The Digital Craft of CNC Flip Milling

We have long been fascinated by CNC flip milling. It is a common technique for overcoming the limits of 3-axis CNC routers that cannot perform undercuts. Just as it sounds, the process involves milling Side A, flipping your stock over, and then milling Side B. By giving the endmill access to multiple sides of the stock, one can achieve a wider range of shapes and geometries than simple profiles, contours, and pockets. The latitude this gives designers and makers is compelling!

While the concept of CNC flip milling is simple, achieving it is fraught with challenges. Reconciling the precision of digital fabrication and the inherently analog process of flipping isn’t easy. Toolpath alignment from Side A to Side B is only as precise as the human maker. After milling Side A, and turning over the stock, that maker must precisely re-align the stock on the router bed. Only then will the Side B toolpaths align with those already cut on Side A. Even the most exacting human maker may fall short of the robot’s perfection.
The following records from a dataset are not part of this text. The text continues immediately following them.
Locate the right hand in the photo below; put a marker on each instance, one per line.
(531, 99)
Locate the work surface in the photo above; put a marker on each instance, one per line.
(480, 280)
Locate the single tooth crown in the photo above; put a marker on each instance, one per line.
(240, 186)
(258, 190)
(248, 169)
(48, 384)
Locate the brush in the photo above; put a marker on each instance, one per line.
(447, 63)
Up until now, our projects prioritized simplicity as a means of achieving repeatable, digital technique. Repeatability is what enables a global, distributed network of local fabricators to match the work of centralized factory. So, for AtFAB furniture, we stuck to profile cutting and basic fabrication technique. And, while we introduced some complex fabrication concepts in our book Design for CNC, we found them too advanced for the projects.
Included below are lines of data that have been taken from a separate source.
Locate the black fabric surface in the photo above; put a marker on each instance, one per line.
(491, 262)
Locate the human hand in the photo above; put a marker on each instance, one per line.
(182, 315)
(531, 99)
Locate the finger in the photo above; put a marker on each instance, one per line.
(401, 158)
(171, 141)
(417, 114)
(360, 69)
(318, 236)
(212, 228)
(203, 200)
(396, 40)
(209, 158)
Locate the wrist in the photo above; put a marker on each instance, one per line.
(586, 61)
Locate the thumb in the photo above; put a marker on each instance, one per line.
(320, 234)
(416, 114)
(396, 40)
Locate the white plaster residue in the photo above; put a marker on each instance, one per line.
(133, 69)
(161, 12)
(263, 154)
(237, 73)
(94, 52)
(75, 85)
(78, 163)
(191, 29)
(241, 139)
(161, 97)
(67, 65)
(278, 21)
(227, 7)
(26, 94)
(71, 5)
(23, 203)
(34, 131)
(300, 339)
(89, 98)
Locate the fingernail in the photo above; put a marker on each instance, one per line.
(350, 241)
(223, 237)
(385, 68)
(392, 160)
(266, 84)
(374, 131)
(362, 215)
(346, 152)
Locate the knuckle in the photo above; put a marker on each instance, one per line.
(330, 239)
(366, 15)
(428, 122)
As we research new designs, we’re exploring ways to achieve complex digital fabrication technique, with the intuitive ease and attainable digital craftsmanship of our earlier projects. Using Fusion 360 and our Shopbot, we are seeking repeatability, with complex methods like flip milling, toolpath surfaces, and parametric design.
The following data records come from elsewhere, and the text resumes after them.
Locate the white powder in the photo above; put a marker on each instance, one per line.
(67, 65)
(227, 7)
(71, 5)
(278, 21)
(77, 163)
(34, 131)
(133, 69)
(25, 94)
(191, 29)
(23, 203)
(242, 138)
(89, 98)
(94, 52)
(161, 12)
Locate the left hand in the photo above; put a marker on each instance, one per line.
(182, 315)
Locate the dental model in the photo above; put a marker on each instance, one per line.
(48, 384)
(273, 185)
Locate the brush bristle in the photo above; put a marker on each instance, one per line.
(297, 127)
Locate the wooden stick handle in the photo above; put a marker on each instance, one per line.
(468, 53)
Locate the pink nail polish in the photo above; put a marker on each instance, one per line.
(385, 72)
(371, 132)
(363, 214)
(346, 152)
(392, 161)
We channeled our explorations in flip milling with these interlocking discs and rings that  form a stack. The stack serves as a test, fabrication prototype, and sampler of edges, details, and joinery. We’ll shape future designs around the successful outcomes. Every element in the stack has a pocketed top and bottom, and beveled outer profile. The base and top discs have contoured surfaces. We leave each part unfinished, so we can evaluate the effects of our toolpath settings.

Milling the Stack Parts – Side A
Side A Contouring Detail
After the Flip – Milling Side B
Final Toolpath Spiral Releases Part


To fabricate the stacks, we work with prefabricated wood blanks, which double as fixtures. We cut each blank to a dimension that fits our part. We then, measure and pre-drill four holes at each corner of the stock. Each hole aligns with bolts that we anchored to the T-track of our CNC router bed.

The holes and anchors create a two-sided hold-down system. They secure the part when cutting, and when flipping, they preserve the alignment of Side A and B toolpaths. So, as we mill parts from the stock, we’re confident that they are secured to the router bed, and aligned throughout the flip.


To facilitate repeatability, we designed a beveled edge profile that forgives the most minute misalignments. In Fusion360, we defined a steep spiral toolpath that contours the outside of each part. Starting at the top of Side A, the end mill spirals down to just past the part’s equator.

After the flip, we mill Side B with this same toolpath. As the end mill spirals past the equator, from the B Side, it gently separates the part from the stock. By directing the tool to slowly break through the stock material, we eliminated the need for tabs that would mar the part’s crisp edge.